Pomme Les failles, onze titres fin 2019, enrichi de cinq titres supplémentaires sur Les failles cachées, puis de trois supplémentaires avec Les failles cachées (Halloween version) portant l’œuvre à dix-neuf titres et une heure six minutes. Polydor/Universal. Claire Pommet (Pomme) invite le pianiste et arrangeur Albin de la Simone sur son nouvel et deuxième album. Cela donne des chroniques qui tracent leur chemin d’une voix douce et prenante. Un brin de mélancolie pour des âmes fortes qui veulent aimer. Parfois maladroitement.
Cyril Mokaiesh Paris-Beyrouth. Onze titres. Un plan simple/Sony. Entre Orient et Occident Cyril Mokaiesh, désormais en solo, ouvre à chaque album de nouveaux horizons. Cet album se veut plus intime sur fond de retour aux sources libanaises d’un artiste sensible en résonance avec une vision citoyenne.

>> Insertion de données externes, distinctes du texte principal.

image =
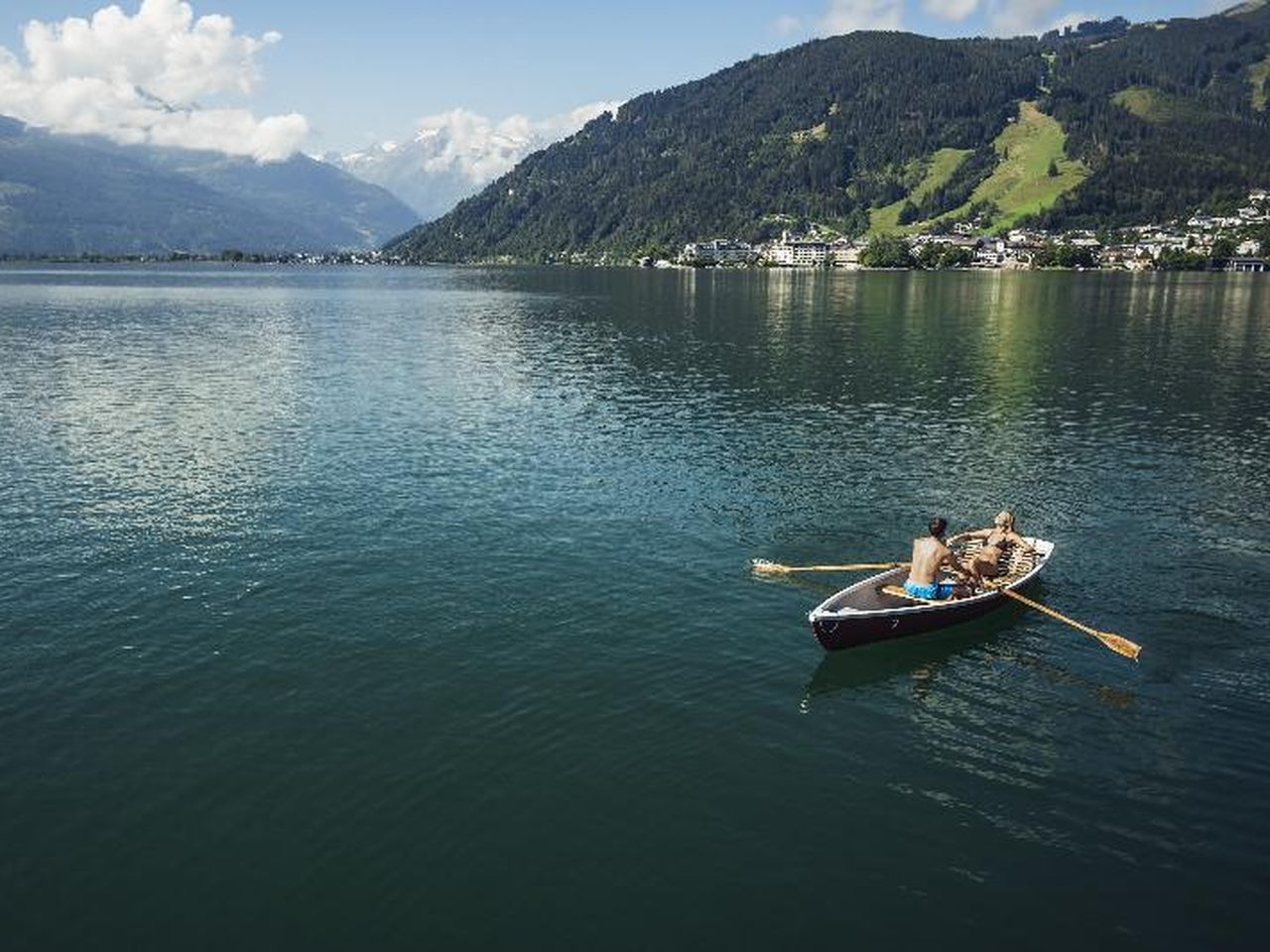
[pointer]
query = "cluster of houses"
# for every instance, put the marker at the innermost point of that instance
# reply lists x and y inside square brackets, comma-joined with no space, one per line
[1134,249]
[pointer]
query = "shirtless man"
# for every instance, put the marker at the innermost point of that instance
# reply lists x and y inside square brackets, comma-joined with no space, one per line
[985,562]
[930,556]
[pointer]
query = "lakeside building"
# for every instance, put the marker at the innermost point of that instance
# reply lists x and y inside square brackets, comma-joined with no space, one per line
[1132,249]
[717,252]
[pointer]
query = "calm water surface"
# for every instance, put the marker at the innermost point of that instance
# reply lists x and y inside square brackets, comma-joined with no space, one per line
[408,610]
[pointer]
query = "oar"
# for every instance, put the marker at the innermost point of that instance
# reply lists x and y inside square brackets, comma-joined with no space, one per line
[765,567]
[1115,643]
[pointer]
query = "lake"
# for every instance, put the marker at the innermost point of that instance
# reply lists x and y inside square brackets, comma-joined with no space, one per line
[411,608]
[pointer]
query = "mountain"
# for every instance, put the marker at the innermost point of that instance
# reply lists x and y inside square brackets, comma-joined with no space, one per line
[453,155]
[67,194]
[418,173]
[1102,125]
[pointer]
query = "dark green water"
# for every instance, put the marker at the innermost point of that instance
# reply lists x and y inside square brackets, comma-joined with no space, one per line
[409,610]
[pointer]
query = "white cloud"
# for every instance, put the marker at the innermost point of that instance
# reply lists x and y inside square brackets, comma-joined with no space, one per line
[453,154]
[1074,21]
[847,16]
[953,10]
[481,149]
[137,79]
[788,24]
[1014,18]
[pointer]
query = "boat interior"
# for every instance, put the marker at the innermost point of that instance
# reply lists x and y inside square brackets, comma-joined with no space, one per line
[869,595]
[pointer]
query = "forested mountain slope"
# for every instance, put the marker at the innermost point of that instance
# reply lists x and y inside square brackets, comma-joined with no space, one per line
[1153,119]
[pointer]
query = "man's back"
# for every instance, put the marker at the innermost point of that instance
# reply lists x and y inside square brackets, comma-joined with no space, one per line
[929,553]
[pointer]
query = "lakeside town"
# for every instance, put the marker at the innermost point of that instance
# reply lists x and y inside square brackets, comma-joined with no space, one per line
[1233,243]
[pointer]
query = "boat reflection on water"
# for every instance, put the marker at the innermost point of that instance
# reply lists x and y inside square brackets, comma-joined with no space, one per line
[924,657]
[920,657]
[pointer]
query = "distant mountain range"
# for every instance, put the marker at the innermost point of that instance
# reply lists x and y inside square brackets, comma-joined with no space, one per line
[1109,123]
[68,194]
[454,154]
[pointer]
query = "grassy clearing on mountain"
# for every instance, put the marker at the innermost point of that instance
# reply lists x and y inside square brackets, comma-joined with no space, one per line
[1259,73]
[939,169]
[1021,184]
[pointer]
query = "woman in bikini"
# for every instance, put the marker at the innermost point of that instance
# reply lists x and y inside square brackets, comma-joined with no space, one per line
[985,562]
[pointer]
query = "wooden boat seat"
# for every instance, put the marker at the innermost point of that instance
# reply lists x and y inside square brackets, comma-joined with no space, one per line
[1015,561]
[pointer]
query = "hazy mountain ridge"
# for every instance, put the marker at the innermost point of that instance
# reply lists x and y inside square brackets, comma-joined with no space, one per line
[68,194]
[453,155]
[829,130]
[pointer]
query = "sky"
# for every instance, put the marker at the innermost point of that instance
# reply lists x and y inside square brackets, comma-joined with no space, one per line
[266,77]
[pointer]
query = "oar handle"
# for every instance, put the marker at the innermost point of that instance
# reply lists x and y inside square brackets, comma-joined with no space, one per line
[762,565]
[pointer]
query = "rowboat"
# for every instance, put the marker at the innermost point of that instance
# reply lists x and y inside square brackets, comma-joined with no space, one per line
[875,610]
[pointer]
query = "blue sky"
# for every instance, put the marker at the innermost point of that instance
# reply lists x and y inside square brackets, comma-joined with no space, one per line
[363,71]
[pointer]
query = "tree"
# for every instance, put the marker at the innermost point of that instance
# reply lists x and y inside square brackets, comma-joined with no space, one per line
[887,252]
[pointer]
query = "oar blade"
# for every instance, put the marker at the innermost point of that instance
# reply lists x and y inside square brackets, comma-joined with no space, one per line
[1121,647]
[762,566]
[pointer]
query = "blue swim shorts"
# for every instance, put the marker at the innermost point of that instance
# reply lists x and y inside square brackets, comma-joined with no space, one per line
[935,590]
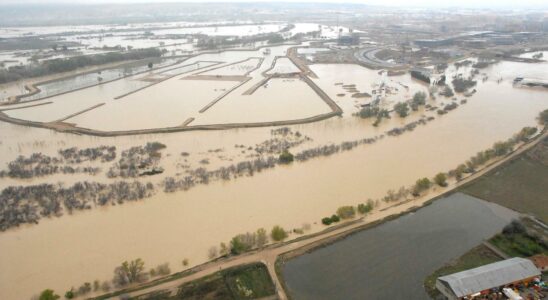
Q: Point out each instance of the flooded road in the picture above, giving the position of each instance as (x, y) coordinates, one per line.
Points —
(67, 251)
(391, 261)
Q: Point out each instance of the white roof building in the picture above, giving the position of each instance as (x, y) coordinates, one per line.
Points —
(458, 285)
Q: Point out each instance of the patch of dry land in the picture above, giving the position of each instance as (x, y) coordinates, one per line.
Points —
(204, 187)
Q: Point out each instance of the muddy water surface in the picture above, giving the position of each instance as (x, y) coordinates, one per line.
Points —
(63, 252)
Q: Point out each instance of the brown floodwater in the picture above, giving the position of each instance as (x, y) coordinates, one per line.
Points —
(63, 252)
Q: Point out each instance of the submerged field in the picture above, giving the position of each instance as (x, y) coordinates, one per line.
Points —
(390, 261)
(289, 195)
(521, 184)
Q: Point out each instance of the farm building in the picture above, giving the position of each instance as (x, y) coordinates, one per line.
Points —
(481, 280)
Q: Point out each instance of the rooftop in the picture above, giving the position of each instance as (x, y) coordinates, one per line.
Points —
(492, 275)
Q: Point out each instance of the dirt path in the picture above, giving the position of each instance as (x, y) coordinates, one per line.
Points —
(269, 254)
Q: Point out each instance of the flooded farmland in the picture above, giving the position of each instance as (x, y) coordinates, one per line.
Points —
(229, 87)
(391, 260)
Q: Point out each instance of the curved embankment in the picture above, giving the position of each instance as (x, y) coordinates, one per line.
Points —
(166, 77)
(34, 89)
(72, 128)
(274, 255)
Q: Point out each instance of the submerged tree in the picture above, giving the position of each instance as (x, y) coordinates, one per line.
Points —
(278, 233)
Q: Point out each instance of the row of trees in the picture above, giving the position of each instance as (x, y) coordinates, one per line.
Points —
(28, 204)
(402, 108)
(409, 126)
(245, 242)
(75, 156)
(349, 212)
(38, 164)
(138, 161)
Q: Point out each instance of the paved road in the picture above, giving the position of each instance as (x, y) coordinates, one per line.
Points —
(269, 254)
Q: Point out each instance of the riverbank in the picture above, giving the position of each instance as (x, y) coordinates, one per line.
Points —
(314, 241)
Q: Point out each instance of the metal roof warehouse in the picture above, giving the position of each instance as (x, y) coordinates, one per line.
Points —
(473, 281)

Agnès Bihl Il était une femme. Treize titres. Un week-end à Walden. Des textes forts, de belles trouvailles, parfois lestes. L’album traite avec une certaine légèreté et un évident humour des sujets plutôt graves. Celle qui fait « bonne figure dans sa résilience secondaire » s’impose dans un registre singulier et acidulé.
ANNE-MARIE & FRANCIS PANIGADA
Bernard Joyet & Collectif Bernard Joyet & franginades. Le meilleur de la chanson, le goût du verbe, le sens de l’amitié, un disque rassembleur pour Bernard Joyet et sa tribu de frangins et de frangines. Des inédits, des duos et des interprétations sur tous les tons au gré des inspirations : copieux, réjouissant et indispensable.
Trio Utgé-Royo Au Triton. Témoin d’un temps où, sans souci du danger, nous respirions ensemble au rythme du chant dans un confinement choisi, cet enregistrement, compilation idéale, nous fait retrouver ou découvrir l’univers de Serge Utgé-Royo, cet espoir têtu, cette utopie joyeuse qu’il ne cesse de chanter.
Jack Simard Nu. Une perle rare, un diamant noir, de la chanson dans toute sa nudité, sans artifice, un piano, une voix et un artiste qui se dévoile, déchirant, bouleversant, dérangeant. En l’écoutant me sont revenus ces mots de René Char : « J’aime qui m’éblouit puis accentue l’obscur à l’intérieur de moi ».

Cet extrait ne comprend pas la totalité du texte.